Five years ago: Security forces and armed men clashed with supporters of Egypt’s ousted president, Mohammed Morsi, killing at least 80 people. More than a thousand inmates escaped a prison in Libya as protesters stormed political party offices across the country. Former Louisiana congresswoman Lindy Boggs, 97, died in Chevy Chase, Maryland.

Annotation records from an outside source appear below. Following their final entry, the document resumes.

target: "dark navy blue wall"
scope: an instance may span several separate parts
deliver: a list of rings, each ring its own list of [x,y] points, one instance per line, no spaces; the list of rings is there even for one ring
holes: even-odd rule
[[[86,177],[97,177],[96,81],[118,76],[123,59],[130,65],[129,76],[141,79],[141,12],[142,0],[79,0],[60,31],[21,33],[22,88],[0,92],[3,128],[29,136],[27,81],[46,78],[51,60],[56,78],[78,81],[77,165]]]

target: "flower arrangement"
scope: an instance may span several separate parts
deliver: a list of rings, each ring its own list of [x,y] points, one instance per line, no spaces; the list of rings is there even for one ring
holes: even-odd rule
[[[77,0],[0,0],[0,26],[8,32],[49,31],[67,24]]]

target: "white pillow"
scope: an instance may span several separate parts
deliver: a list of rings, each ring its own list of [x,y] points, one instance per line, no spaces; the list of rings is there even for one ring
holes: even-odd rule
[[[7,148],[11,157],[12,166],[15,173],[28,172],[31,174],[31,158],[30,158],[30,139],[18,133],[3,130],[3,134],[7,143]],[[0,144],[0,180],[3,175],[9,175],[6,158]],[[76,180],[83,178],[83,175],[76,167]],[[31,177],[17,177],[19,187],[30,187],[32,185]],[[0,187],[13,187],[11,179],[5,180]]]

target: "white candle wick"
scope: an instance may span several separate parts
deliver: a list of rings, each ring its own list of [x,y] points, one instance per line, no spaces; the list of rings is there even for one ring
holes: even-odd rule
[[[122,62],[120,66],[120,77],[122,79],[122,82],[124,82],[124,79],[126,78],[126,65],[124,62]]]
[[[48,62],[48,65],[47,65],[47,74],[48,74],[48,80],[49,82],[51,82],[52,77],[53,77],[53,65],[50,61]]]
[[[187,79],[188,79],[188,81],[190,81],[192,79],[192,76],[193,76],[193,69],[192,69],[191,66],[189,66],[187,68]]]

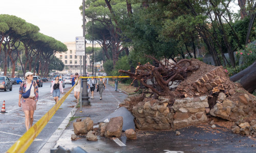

One year ago: New White House communications director Anthony Scaramucci, in an interview published by The New Yorker, attacked chief of staff Reince Priebus and other White House officials in sometimes profane terms. (A day later, President Donald Trump announced that Priebus was being replaced by John Kelly. Scaramucci himself was ousted on July 31.) The Boy Scouts’ chief executive apologized to those offended by the aggressive political rhetoric in President Donald Trump’s recent speech to the Scouts’ national jamboree. As stock in Amazon hit an all-time high, CEO Jeff Bezos briefly became the world’s richest man; Microsoft founder Bill Gates reclaimed the lead by afternoon as Amazon stock fell nearly 1 percent for the day.

Today’s Birthdays: TV producer Norman Lear is 96. Sportscaster Irv Cross is 79. Actor John Pleshette is 76. Actress-director Betty Thomas is 71. Olympic gold medal figure skater Peggy Fleming is 70. Singer Maureen McGovern is 69. Actress Janet Eilber is 67. Rock musician Tris Imboden (Chicago) is 67. Actress Roxanne Hart is 64. Country musician Duncan Cameron is 62. Comedian-actress-writer Carol Leifer is 62. Comedian Bill Engvall is 61. Jazz singer Karrin Allyson is 56. Country singer Stacy Dean Campbell is 51. Rock singer Juliana Hatfield is 51. Actor Julian McMahon is 50. Actor Nikolaj Coster-Waldau (NIH’-koh-lye KAH’-stur WAHL’-dah) is 48.

Comedian Maya Rudolph is 46. Rock musician Abe Cunningham is 45. Singer-songwriter Pete Yorn is 44. Former MLB All-Star Alex Rodriguez is 43. Actor Seamus Dever is 42. Actor Jonathan Rhys (rees) Meyers is 41. Actress/comedian Heidi Gardner is 35. Actor Blair Redford is 35. Actress Taylor Schilling is 34. Singer Cheyenne Kimball is 28. Golfer Jordan Spieth is 25. Actress Alyvia Alyn Lind is 11.

Thought for Today: “We usually know what we can do, but temptation shows us who we are.” — Thomas a Kempis, German theologian (1380-1471).